Front court: Daerah depan lapangan.
Half court: Setengah lapangan.
Full court: Lapangan penuh.
Strong side: Daerah sering dimana bola berada.
Weak side: Daerah sering tanpa bola.
Dan kalau dipelajari lebih dalam, ada banyak sekali istilah teknis dalam basket. Dribble, Layup, Jump shot, Slam dunk, Rebound, Assist, Steal, Block, Turnover, Foul, Free throw, Three-point line, Fast break, Man-to-man defense, Screen, Pick and roll, Post-up, Alley-oop, hingga Shot clock.
Diksi-diksi itu penting dikuasai untuk membuat tulisan lebih hidup. Akan sangat aneh ketika membaca berita NBA dari jurnalis yang tidak paham istilah itu. Maka, perlahan saya mulai memperdalam dunia perbasketan.
Di awal-awal menulis berita NBA, jujur tulisan saya amburadul. Paragraf terlalu panjang. Penempatan titik, koma dan kutipan tidak tepat. Dan isi beritanya monoton: bagaimana seorang pemain atau atlet memberikan poin untuk timnya.
Sebelum menulis berita, saya sempat berdiskusi kepada beberapa teman yang memiliki ketertarikan terhadap pertandingan basket. Hal itu menambah pemahaman saya untuk menulis berita seputar NBA. Karena menurut saya, pemahaman google saja tidak cukup untuk menyajikan berita yang nantinya akan dibagikan kepada masyarakat luas, harus ada dasar yang dipahami sehingga tidak hanya sekedar menulis berita saja.
Namun, tetap saja tulisan itu masih penuh kesalahan. Redaktur muda Harian Disway Salman Muhiddin merasakan itu. "Kamu enggak paham basket ya?" katanya sembari tersenyum di depan laptopnya.

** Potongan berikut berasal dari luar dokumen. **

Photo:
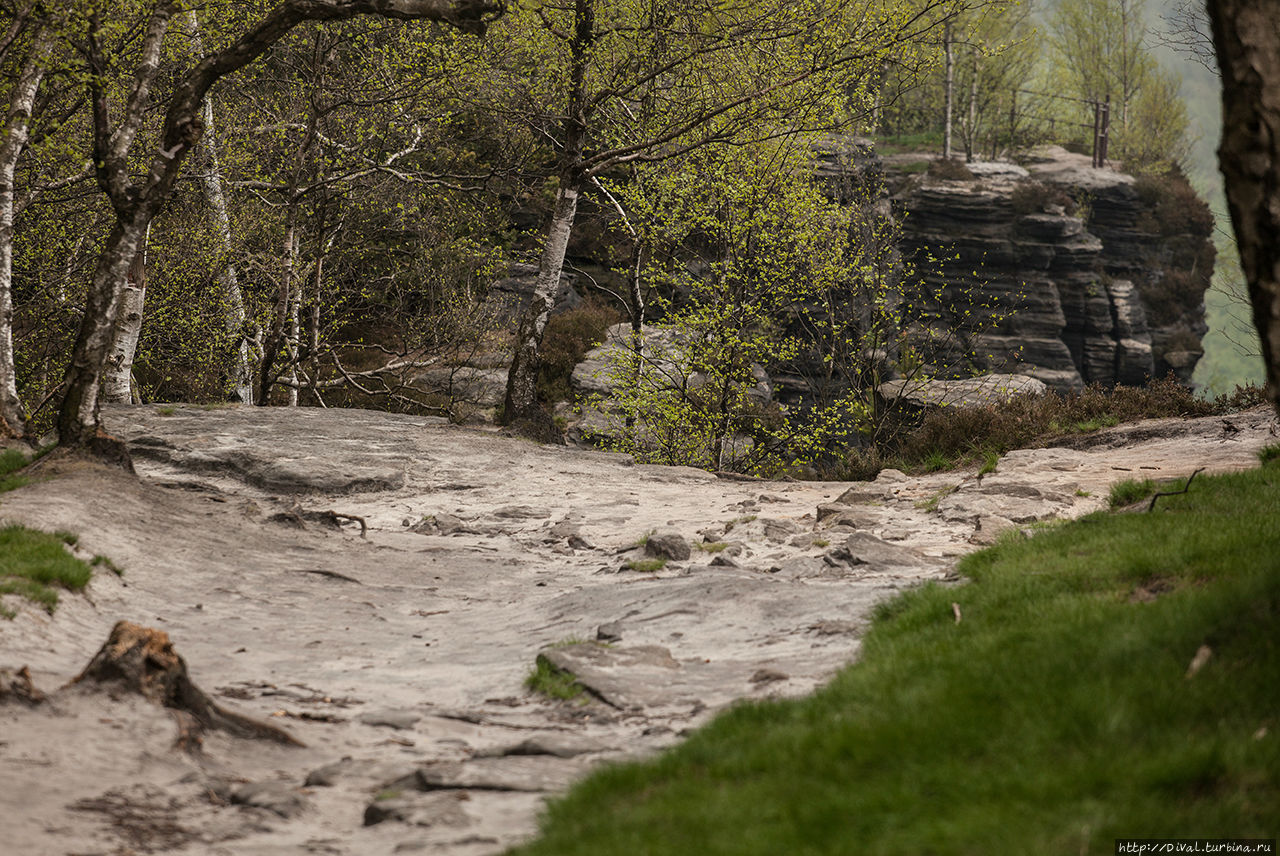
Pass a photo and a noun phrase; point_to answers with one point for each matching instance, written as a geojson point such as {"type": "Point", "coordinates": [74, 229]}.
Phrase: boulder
{"type": "Point", "coordinates": [667, 544]}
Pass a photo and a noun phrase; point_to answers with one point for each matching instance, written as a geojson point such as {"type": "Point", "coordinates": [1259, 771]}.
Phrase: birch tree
{"type": "Point", "coordinates": [618, 85]}
{"type": "Point", "coordinates": [118, 114]}
{"type": "Point", "coordinates": [28, 42]}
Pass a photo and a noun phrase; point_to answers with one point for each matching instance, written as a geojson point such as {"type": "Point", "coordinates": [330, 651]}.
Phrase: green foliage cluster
{"type": "Point", "coordinates": [36, 564]}
{"type": "Point", "coordinates": [566, 340]}
{"type": "Point", "coordinates": [1070, 705]}
{"type": "Point", "coordinates": [1130, 491]}
{"type": "Point", "coordinates": [552, 682]}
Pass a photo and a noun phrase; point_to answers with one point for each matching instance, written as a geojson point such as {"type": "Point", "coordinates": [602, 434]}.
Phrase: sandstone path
{"type": "Point", "coordinates": [400, 658]}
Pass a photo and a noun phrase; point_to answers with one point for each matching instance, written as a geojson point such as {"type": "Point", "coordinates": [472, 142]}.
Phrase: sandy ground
{"type": "Point", "coordinates": [400, 657]}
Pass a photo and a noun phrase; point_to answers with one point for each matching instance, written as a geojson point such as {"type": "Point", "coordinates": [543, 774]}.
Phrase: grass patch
{"type": "Point", "coordinates": [552, 682]}
{"type": "Point", "coordinates": [1129, 491]}
{"type": "Point", "coordinates": [645, 566]}
{"type": "Point", "coordinates": [105, 562]}
{"type": "Point", "coordinates": [1056, 717]}
{"type": "Point", "coordinates": [931, 504]}
{"type": "Point", "coordinates": [36, 564]}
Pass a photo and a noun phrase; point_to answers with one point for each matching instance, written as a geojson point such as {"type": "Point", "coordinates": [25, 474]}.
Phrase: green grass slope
{"type": "Point", "coordinates": [1059, 714]}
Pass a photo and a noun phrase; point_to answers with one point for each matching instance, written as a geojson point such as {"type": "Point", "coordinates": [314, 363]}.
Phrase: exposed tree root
{"type": "Point", "coordinates": [141, 659]}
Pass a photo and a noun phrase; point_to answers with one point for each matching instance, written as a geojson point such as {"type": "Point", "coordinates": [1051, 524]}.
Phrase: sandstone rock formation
{"type": "Point", "coordinates": [1102, 275]}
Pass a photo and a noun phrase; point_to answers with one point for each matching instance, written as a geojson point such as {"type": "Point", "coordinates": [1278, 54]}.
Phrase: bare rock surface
{"type": "Point", "coordinates": [393, 637]}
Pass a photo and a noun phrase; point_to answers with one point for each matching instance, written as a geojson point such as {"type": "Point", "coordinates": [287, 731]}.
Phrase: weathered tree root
{"type": "Point", "coordinates": [141, 659]}
{"type": "Point", "coordinates": [298, 517]}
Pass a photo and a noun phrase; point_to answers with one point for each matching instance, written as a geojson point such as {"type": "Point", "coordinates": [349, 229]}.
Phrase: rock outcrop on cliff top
{"type": "Point", "coordinates": [1101, 275]}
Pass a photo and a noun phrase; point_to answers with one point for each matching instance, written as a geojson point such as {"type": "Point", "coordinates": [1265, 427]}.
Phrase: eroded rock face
{"type": "Point", "coordinates": [1098, 282]}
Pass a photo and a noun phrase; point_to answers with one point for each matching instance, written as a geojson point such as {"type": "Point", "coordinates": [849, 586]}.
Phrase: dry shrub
{"type": "Point", "coordinates": [961, 434]}
{"type": "Point", "coordinates": [1171, 205]}
{"type": "Point", "coordinates": [566, 340]}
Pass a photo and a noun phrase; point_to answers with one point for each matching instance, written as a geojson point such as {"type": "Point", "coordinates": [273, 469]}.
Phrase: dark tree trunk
{"type": "Point", "coordinates": [1247, 40]}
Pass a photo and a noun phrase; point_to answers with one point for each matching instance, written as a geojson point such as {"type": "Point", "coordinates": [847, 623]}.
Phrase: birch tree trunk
{"type": "Point", "coordinates": [77, 420]}
{"type": "Point", "coordinates": [949, 94]}
{"type": "Point", "coordinates": [1247, 40]}
{"type": "Point", "coordinates": [211, 183]}
{"type": "Point", "coordinates": [118, 380]}
{"type": "Point", "coordinates": [521, 399]}
{"type": "Point", "coordinates": [275, 338]}
{"type": "Point", "coordinates": [13, 417]}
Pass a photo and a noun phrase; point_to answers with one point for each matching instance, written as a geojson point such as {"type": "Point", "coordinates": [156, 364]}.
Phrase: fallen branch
{"type": "Point", "coordinates": [1174, 493]}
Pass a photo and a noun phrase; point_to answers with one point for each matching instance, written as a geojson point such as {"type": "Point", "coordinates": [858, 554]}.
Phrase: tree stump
{"type": "Point", "coordinates": [142, 659]}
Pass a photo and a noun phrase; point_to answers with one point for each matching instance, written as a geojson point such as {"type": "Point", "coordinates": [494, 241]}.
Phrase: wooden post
{"type": "Point", "coordinates": [1105, 132]}
{"type": "Point", "coordinates": [950, 87]}
{"type": "Point", "coordinates": [1097, 129]}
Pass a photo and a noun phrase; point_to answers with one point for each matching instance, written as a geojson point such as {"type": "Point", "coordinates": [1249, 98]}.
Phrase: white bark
{"type": "Point", "coordinates": [211, 183]}
{"type": "Point", "coordinates": [13, 419]}
{"type": "Point", "coordinates": [118, 376]}
{"type": "Point", "coordinates": [947, 44]}
{"type": "Point", "coordinates": [521, 399]}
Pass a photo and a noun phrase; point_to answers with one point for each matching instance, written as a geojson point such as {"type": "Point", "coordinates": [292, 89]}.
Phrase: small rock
{"type": "Point", "coordinates": [836, 627]}
{"type": "Point", "coordinates": [863, 548]}
{"type": "Point", "coordinates": [417, 809]}
{"type": "Point", "coordinates": [768, 676]}
{"type": "Point", "coordinates": [17, 686]}
{"type": "Point", "coordinates": [556, 745]}
{"type": "Point", "coordinates": [397, 719]}
{"type": "Point", "coordinates": [990, 527]}
{"type": "Point", "coordinates": [862, 495]}
{"type": "Point", "coordinates": [778, 530]}
{"type": "Point", "coordinates": [668, 544]}
{"type": "Point", "coordinates": [329, 774]}
{"type": "Point", "coordinates": [280, 797]}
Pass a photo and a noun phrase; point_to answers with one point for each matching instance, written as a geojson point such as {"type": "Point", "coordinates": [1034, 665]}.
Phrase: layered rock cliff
{"type": "Point", "coordinates": [1089, 275]}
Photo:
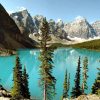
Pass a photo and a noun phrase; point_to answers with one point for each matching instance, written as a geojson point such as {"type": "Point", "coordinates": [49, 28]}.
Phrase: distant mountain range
{"type": "Point", "coordinates": [79, 28]}
{"type": "Point", "coordinates": [10, 35]}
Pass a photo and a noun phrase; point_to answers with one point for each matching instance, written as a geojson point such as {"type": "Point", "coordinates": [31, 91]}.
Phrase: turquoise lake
{"type": "Point", "coordinates": [64, 58]}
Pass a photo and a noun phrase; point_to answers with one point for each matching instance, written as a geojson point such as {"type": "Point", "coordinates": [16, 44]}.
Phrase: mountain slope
{"type": "Point", "coordinates": [80, 28]}
{"type": "Point", "coordinates": [96, 26]}
{"type": "Point", "coordinates": [10, 35]}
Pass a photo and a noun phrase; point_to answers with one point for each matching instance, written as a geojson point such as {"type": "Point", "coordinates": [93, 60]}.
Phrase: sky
{"type": "Point", "coordinates": [66, 10]}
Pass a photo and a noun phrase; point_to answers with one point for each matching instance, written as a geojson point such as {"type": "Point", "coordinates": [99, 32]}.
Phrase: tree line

Sebelumnya, ia juga memberikan buuanyak sekali catatan melalui japrian WhatsApp. Kalimat dan paragraf dibedah. Banyak pengulangan yang tak perlu. Dari sana, catatan dan koreksi itu, saya banyak belajar.
"Enggak masalah. Aku dulu juga magang dikasih tugas nulis NBA. Bingung, setengah mati," ujar alumnus Sastra Inggris Universitas Negeri Surabaya (Unesa) itu. Ia seperti mengalami dejavu.
Rupanya ia juga punya masalah yang sama ketika magang. Banyak sekali istilah NBA yang harus dikuasai. Namun, tantangan itu tetap ia jalankan selama magang. Dan siapa yang menyangka, pengalaman magang itulah yang menjadi langkah pertama di 10 tahun karir jurnalistiknya.
"Bandingkan tulisan pertamamu, sama tulisanmu sekarang. Beda enggak?," lanjutnya. Saya manggut-manggut. Kalau dipikir-pikir, ternyata jauh banget kualitas tulisan pertama dan tulisan setelah empat bulan magang. Tulisan lebih rapi dan berisi. Rupanya, teman-teman magang lainnya juga merasakan hal serupa.
Yang meningkat tidak hanya kemampuan menulis. Wartawan juga harus memiliki kemampuan wawancara dan membangun jejaring. Dua hal itu jadi senjata utama reporter.
Karena itulah, saya juga diberi kesempatan liputan di berbagai acara penting. Antara lain: Kirab Piala Adipura Kencana Surabaya, Ziarah Indonesia Raya, Lukisan Sepanjang 30 Meter dan masih banyak lainnya.